Bill Kennedy

Profile
- Positions: Guard, fullback

Personal information
- Born: March 13, 1919 Lee, Massachusetts, U.S.
- Died: December 29, 1998 (age 79) Southfield, Michigan, U.S.
- Listed height: 5 ft 11 in (1.80 m)
- Listed weight: 200 lb (91 kg)

Career information
- High school: Northwestern (Detroit, MI)
- College: Michigan State University

Career history
- Detroit Lions (1942); El Toro Marines (1944–1945); Boston Yanks (1947);
- Stats at Pro Football Reference

= Bill Kennedy (American football) =

American football player (1919–1998)

William James "Wild Bill" Kennedy (March 13, 1919 – December 29, 1998) was an American football player.

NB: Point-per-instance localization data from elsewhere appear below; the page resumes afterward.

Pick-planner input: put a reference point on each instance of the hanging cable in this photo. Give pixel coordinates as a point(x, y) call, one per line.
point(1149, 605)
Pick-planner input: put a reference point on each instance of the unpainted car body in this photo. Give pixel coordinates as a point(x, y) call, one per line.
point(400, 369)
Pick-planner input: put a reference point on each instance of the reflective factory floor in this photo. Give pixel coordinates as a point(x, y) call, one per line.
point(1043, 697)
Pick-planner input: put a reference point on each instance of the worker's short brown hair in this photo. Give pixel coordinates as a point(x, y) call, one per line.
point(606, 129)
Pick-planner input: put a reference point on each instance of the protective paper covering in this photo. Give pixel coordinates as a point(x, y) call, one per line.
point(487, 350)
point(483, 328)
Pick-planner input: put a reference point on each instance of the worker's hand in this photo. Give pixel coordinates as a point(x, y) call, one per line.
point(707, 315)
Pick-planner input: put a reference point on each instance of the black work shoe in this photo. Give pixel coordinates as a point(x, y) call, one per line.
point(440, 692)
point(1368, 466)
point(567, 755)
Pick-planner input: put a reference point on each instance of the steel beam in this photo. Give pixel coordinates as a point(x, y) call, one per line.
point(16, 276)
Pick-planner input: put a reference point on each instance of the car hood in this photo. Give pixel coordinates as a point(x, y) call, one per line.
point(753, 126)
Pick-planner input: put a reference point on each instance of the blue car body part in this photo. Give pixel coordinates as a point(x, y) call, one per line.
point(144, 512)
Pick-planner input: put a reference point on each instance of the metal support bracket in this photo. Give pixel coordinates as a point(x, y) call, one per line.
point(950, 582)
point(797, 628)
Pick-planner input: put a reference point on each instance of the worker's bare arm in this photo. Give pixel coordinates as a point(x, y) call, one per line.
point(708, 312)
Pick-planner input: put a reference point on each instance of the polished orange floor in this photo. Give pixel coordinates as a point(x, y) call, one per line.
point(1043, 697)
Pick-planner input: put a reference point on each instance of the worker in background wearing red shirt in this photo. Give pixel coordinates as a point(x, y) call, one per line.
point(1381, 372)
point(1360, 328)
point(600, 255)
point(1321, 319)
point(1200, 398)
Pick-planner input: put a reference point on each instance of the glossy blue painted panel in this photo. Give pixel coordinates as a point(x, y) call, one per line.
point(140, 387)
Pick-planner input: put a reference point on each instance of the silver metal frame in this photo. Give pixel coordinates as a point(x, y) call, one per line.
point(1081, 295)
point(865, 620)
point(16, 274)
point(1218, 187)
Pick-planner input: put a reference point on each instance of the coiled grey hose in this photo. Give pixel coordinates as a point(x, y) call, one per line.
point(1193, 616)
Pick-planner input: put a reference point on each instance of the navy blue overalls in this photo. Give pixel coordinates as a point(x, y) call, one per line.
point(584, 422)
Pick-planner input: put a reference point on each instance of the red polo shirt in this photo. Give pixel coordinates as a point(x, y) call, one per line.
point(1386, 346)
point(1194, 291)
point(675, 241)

A native of Lee, Massachusetts, he moved with his family to Detroit at age eight. He played college football for Michigan State College (later known as Michigan State University) from 1939 to 1941. He played at the fullback position until his senior year, when he was moved to the line.

Kennedy also played professional football in the National Football League as a guard for the Detroit Lions in 1942 and the Boston Yanks in 1947.

His football career was interrupted by military service during World War II, and he played for the El Toro Marines in 1944 and 1945. In 1946, he was an assistant football coach at the University of San Francisco.